Ggggggrrrrrh,   Ggggggrrrrrh, Ggggggrrrrrh, Ggggggrrrrrh,
Ggggggrrrrrh, Ggggggrrrrrh, Ggggggrrrrrh, Ggggggrrrrrh,
He scares the people away. He scares the people in the garden.
My monster is Raah. Then he scares my monster away in the house.

The story above was dictated to me by Zandra aged 4.

Every time Zandra growled, I repeated her sounds exactly as she said them, before writing her story down.

The pattern went like this; Zandra growled. I growled back. She put her hands over her ears. We smiled at each other, reassuring ourselves that this was was just a game. Then she looked at the paper I was holding, and watched as I wrote and growled her exact sounds onto the page. Another growl and the pattern repeated.

There were eight growl in all, and each was accompanied by exactly the same ritual.

Her teacher sat next to me. She had already informed me that Zandra had delayed language development and that she was a bit shy. Once the growling was over, Zandra smiled.

It looked like she had finished, so I placed the A5  paper I was writing her story on, upside down on my lap, thinking my job was done.

But I wanted to know more. I was curious. So I asked a few questions.

‘Zandra, does the growling come from a monster?’ I asked. Zandra nodded. ‘Is that the character you are going to play when we act out your story?’ Zandra nodded again. ‘That’s a great character.’

And then Zandra surprised us all.

She turned the A5 paper back over, looked at where I had written her story and continued to dictate. ‘He scares the people away.’ I repeated Zandra’s words back to her as I wrote them down.

And then she was off, telling a story about the monster who scares people from the garden and who is then scared into the house.

The teacher was surprised. Zandra rarely spoke and yet her story is strong, articulate and follows a very clear narrative progression. The monster scares people and then monster is scared away.

We shouldn’t really be surprised. Zandra did what children all over the world are doing. She made up a story. She started from a place that was safe for her, using sounds and growling to communicate her message, and then she found her voice.

Story dictation at pain table

I turned the A5 paper I was writing Zandra’s story on over because I never want to drag a story out of a child, because I believe that every story a child shares with me is their gift. It would be wrong to take a gift from someone and to demand more. ‘I like your gift, but I would like it to be longer, more descriptive or a slightly different colour.’ However, I might be curious about a gift. ‘Wow, that is really interesting.

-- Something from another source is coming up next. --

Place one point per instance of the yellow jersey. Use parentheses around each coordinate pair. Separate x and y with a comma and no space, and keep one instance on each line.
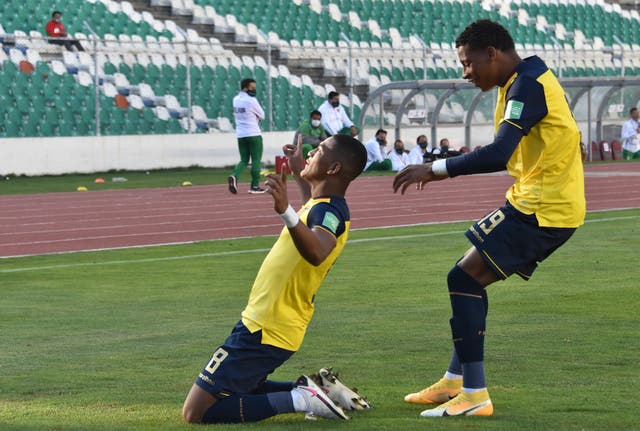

What were you thinking when you said that?’

The fact that Zandra found her voice is incredible. The fact that she did it through a story about monsters, and that every time I growled at her she backed away and covered her ears, made me think about how many fears we have to work our way through in order to feel confident enough to share a story with another. This is a brave thing to do, and yet it is something our children are boldly doing every day in their fantasy play.

Seeing the light in Zandra’s face as she dictated to me, was proof of the joy she felt in the telling. Zandra found a meaningful reason to communicate that day.

What better reason is there for finding our voice, than to share a story that will be acted out?